High-powered hunting rifles are the tools of the trade for poachers in South Africa and Mozambique. Steady and deadly accurate, the rifles are capable of dropping a rhinoceros with one shot from long distances, and are a major reason the rhinos in those African countries, highly valued for their horns, are dwindling toward extinction.

Three years ago, Sandy McDonald began finding the rifles, left behind by poachers, scattered near the dead rhinos he found in the game reserve he owns in Mozambique, just across the border from South Africa.

Mr. McDonald immediately recognized the weapons. They were .375-caliber Safari Classics, made by CZUB or just CZ, a firearms manufacturer based in the Czech Republic. Upon closer inspection, Mr. McDonald noticed something else on the rifles. Carved into the metal were the words “CZ-USA, Kansas City, KS,” suggesting that the weapons were from the American subsidiary of the arms company.

“Coming from a firearms background I recognized that these were rifles that are quite common in the U.S.,” Mr. McDonald said. “It left me wondering how they got out of the U.S. and into the hands of Mozambican poaching syndicates.”

His question is at the heart of multiple investigations by a congressional committee and an array of federal agencies into whether an American gun manufacturer has become entangled in the shadowy and illegal world of arms smuggling and wildlife poaching that both President Trump and former President Barack Obama have committed to combating. Neither CZ nor its American subsidiary has been accused of a crime by federal authorities.

In a 2013 executive order, Mr. Obama called wildlife trafficking a national security issue because of its devastation of African wildlife and its destabilizing effect on local communities.
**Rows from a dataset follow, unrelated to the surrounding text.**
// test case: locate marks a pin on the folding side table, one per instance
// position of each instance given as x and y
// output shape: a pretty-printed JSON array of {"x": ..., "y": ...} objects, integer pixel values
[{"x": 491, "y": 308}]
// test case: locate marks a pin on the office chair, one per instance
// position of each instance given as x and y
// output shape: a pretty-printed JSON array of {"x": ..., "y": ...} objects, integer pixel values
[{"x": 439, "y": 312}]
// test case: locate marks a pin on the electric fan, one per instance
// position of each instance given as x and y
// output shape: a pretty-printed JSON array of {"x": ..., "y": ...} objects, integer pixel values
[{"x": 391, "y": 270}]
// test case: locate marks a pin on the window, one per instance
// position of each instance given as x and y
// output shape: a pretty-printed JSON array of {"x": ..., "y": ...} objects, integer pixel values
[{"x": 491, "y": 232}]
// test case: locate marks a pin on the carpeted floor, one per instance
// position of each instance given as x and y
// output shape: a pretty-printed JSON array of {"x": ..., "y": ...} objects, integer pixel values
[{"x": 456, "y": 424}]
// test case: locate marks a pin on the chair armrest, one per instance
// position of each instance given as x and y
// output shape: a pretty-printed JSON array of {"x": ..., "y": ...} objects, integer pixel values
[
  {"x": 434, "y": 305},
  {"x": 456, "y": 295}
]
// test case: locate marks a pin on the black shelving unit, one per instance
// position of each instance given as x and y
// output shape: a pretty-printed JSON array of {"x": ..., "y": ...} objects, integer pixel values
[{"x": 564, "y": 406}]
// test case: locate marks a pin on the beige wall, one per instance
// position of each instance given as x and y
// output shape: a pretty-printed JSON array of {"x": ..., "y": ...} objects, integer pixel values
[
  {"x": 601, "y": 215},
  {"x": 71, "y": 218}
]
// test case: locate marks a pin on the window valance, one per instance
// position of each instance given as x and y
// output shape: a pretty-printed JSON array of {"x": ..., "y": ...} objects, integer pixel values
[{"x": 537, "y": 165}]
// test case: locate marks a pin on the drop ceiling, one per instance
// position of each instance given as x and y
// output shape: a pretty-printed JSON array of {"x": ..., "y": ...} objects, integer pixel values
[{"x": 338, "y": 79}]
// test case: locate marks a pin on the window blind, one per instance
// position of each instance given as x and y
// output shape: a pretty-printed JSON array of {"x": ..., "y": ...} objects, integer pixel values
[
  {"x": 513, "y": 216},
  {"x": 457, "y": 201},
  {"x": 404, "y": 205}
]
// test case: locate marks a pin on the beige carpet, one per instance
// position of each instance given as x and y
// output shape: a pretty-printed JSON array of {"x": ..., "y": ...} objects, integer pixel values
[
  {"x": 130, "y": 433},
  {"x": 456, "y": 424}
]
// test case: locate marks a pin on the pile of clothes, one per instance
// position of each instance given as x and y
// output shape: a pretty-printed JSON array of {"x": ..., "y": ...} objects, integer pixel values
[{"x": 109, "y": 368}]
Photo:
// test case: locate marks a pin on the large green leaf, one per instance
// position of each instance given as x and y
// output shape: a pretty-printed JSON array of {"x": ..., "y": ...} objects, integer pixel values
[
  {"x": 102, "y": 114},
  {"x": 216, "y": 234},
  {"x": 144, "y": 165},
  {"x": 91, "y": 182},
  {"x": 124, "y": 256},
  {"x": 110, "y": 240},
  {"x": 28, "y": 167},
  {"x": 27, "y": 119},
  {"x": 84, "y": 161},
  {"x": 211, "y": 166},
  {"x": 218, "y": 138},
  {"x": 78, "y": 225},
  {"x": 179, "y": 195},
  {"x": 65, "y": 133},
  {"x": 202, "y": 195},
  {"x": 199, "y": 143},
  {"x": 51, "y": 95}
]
Another order signed by Mr. Trump last year directed law enforcement agencies to increase their efforts to dismantle transnational smuggling organizations, including wildlife traffickers.

The American government has also stationed law enforcement officers from the United States Fish and Wildlife Service in several African countries, including Botswana, to help local officials fight poachers. Over all, the American government spends about $150 million a year in efforts to fight wildlife trafficking and poaching.

Now agents from the Commerce Department and the Department of Homeland Security are investigating whether CZ or its subsidiary violated American laws by exporting rifles to Mozambique and whether the company continued to sell weapons even after being warned as early as 2015 that the rifles were used by poachers to kill protected wildlife in South Africa.

This fall, the House Foreign Affairs Committee began its own investigation into the use of possible illegally exported rifles in poaching crimes, requesting from federal agencies “any and all information related to CZUB and its subsidiary CZ-USA and the selling of rifles to transnational criminal organizations,” according to a staff member on the committee, who spoke on the condition of anonymity because he was not authorized to talk publicly about the investigation.

Of course, given the predilection of Qusay and Uday Trump to kill large beasts and the utter indifference of the American government as it is presently constructed to anything that would protect the future, it’s hardly surprising that American gun manufacturers would supply poachers. There’s profit to be made after all.